Grand Prix Circuit
Copyright/Publisher: Accolade/Distinctive Software Inc., Designed By: Don Mattrick & Brad Gour,
Art By: John Boechler, Programming By: Frank Barchard & Kevin Pickell,
Music By: Kris Hatlelid, Release Year: 1988, Genre: Formula One, Number Of Players: 1
The company that gave you the fantastic presentation behind Test Drive doesn't hold back in
Grand Prix Circuit.
And with six laps to go, it's Nelson Piquet in the lead, closely followed by Mansell in the
McLaren, and Arnoux just behind him - they're a good forty seconds in front of the rest of the
pack. But what's this? That's incredible! Nigel Mansell has just taken the lead and is roaring
away from the champion. And it seems...'
Well, we can all live in hope, can't we? Anyway, there's nothing more exhilarating than hurtling
round a race track at 180mph, with the wind whistling through your ears. And wouldn't you just know
it, now you can experience the thrill of Formula1 motor racing in your own home. Yipee.
You begin by selecting the type of race you wish to take part in, from the options of Practice,
Single Race or Championship Circuit.
Practice has you driving around the track by yourself, getting used to the vehicle, trying out
your balaclava and looking important. Single Race and Championship Circuit give you the option
to drive in one race only, or participate in the entire season. There are eight courses to choose
from and the Circuit takes you right around the lot.
Having selected your particular style of competition, and the vehicle you wish to compete in,
the time comes to get down to the business of winning a race.
In Single or Championship Circuit you've got to drive a Qualifying lap against the clock
to determine your position, if any, in the starting line-up. From your cockpit, indicators
show your location on the track and current position in relation to the other drivers.
There are wing mirrors at either side of your vehicle, useful for spotting any of the
opposing racers behind you, and laughing at the ones you have overtaken. If there's a
collision between you and another driver, there's the option of entering the pitstop for
repairs, and general recuperation.
After each contest, the results screen shows the placing for each driver in the contest. The
winner of the Championship Circuit gets to win the coveted title of Formula 1 champion when the
season draws to a close.
I would have really enjoyed Grand Prix Circuit, if I hadn't spent such an incredibly long time
waiting for the thing to load. The graphics looks great, there's plenty of slick presentation
and the 3D effect actually looks like 3D! Amazing!
In fact, I don't think I've been as
enthusiastic about this style of race game (apart from Buggy Boy which has to be my all-time
favourite) since Pitstop II and that's really saying something. OK, so the engine noises
weren't up to much and the title tune did get on my nerves after a while, but when you've
got such excellent gameplay, who cares? Well, you will if you hate multiloads.

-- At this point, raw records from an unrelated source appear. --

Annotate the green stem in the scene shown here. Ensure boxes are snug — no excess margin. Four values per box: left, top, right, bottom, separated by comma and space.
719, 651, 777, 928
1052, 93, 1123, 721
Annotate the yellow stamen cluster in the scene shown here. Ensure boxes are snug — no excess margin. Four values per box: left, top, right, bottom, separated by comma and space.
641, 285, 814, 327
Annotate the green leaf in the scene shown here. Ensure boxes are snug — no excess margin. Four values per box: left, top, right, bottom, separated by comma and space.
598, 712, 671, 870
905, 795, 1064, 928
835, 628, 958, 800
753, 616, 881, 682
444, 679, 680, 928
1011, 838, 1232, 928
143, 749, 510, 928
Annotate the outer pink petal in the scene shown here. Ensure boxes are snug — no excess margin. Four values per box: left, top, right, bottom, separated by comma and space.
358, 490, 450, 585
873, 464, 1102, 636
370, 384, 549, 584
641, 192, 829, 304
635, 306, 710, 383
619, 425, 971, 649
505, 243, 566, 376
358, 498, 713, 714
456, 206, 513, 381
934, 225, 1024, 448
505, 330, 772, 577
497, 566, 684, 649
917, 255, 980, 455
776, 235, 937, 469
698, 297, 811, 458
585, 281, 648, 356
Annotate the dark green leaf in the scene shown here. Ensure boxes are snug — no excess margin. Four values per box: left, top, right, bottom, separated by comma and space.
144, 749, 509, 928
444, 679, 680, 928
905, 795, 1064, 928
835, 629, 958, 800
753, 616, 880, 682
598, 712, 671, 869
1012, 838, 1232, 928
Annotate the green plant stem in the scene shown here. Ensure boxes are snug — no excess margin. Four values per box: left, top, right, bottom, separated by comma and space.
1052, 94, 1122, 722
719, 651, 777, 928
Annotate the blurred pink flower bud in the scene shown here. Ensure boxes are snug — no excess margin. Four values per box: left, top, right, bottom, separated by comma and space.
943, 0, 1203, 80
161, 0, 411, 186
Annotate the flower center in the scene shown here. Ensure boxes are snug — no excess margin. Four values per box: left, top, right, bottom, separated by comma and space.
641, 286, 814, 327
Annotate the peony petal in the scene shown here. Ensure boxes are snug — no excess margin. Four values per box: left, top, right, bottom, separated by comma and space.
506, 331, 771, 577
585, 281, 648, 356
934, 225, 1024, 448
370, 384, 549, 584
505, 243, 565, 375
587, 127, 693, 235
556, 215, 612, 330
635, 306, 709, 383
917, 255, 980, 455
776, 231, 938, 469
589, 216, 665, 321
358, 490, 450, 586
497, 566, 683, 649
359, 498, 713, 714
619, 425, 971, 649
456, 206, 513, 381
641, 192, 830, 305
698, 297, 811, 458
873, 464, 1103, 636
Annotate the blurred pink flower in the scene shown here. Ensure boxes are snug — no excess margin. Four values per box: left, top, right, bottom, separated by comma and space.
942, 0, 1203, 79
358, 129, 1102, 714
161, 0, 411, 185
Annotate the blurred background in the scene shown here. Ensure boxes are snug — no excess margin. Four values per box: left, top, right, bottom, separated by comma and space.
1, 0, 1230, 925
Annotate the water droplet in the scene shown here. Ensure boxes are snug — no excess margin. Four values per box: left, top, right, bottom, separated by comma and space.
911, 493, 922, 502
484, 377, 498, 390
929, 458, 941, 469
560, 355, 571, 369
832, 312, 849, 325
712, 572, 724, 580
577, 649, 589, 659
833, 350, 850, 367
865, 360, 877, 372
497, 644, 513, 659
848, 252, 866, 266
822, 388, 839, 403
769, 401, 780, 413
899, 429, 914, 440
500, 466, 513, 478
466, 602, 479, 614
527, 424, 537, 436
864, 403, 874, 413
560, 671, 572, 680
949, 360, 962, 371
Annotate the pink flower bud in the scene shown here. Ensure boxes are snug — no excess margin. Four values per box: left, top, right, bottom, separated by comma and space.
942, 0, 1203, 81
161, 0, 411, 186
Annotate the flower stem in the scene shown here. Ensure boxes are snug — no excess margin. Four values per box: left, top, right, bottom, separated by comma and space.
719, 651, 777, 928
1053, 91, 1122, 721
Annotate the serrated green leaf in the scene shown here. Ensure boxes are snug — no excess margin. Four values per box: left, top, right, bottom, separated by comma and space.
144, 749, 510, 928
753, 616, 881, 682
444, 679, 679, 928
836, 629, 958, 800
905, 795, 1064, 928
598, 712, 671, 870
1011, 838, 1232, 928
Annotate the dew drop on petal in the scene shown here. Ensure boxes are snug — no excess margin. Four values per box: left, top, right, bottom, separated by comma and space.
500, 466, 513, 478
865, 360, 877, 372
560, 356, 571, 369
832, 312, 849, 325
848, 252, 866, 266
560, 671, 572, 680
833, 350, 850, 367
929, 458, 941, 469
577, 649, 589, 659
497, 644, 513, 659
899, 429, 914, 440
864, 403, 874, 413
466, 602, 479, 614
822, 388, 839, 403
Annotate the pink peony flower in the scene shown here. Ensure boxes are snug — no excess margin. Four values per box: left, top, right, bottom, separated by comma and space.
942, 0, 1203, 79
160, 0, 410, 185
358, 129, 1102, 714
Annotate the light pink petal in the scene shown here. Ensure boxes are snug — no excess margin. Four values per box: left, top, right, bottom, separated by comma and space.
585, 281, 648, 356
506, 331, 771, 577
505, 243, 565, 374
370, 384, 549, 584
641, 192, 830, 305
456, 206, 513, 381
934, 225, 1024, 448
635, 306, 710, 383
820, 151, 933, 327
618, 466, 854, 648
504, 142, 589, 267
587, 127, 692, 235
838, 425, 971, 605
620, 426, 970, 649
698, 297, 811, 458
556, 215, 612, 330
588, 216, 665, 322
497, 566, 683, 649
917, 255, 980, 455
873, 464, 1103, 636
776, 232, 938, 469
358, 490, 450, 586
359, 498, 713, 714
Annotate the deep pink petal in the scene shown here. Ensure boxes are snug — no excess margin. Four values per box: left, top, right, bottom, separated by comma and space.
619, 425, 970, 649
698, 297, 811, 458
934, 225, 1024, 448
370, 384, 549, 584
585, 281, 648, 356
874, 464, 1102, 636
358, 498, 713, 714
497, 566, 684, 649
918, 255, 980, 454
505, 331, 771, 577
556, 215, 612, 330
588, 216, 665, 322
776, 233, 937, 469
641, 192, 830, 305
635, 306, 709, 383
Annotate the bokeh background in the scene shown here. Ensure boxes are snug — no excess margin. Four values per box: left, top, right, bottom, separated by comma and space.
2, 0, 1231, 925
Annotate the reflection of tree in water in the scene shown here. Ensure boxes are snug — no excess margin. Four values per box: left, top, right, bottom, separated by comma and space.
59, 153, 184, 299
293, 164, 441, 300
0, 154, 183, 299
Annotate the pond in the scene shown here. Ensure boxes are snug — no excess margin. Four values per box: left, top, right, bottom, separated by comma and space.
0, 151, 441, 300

Sections of Grand Prix Circuit reminded me very much of Test Drive, also from Accolde: the
brilliant car selection sequence, for example, and that little spot on the wheel to indicate
steering. But don't start cringin, because thay haven't just reused the same ideas - they've
improved on them so you end up with a much smoother, faster and much more professional looking
Movement is slick, and the 3D works well, although sound is mostly limited to the
usual 'buzzing fly posing as engine noise' sort of drone. The rest is very impressive: a cross
between the simulation qualities of Revs and the action of Pitstop II.
In fact, the only thing
that really bugs me is the tape loading system - if you're an extremely impatient person, it
won't be good for your health. Still - the disk loader should be better.
A test of concentration: long straights with sharp twists and one severely serious hairpin bend.
Possibly the 'easiest' track of the lot: plenty of clean straights with only a couple of tricky bends.
You'll have to keep your wits about you; this is packed with twisting, tortuous turns.
It looks easy, but a difficult bend right at the end of the course could cause you plenty of trouble.
Again, deceptively easy: watch out for some quick directional changes.
Medium difficulty: a couple of sharp twists, and plenty to keep you occupied.
Concentration is vital here: lots of sharp turns requiring multiple gear changes. Not quite the hardest, because...
...will definitely keep you on your toes. Survive this and you'll survive anything.
Cassette version only reviewed. The disk version should be available soon - hopefully with
a less irrating multiload. There are no plans for an Amiga version.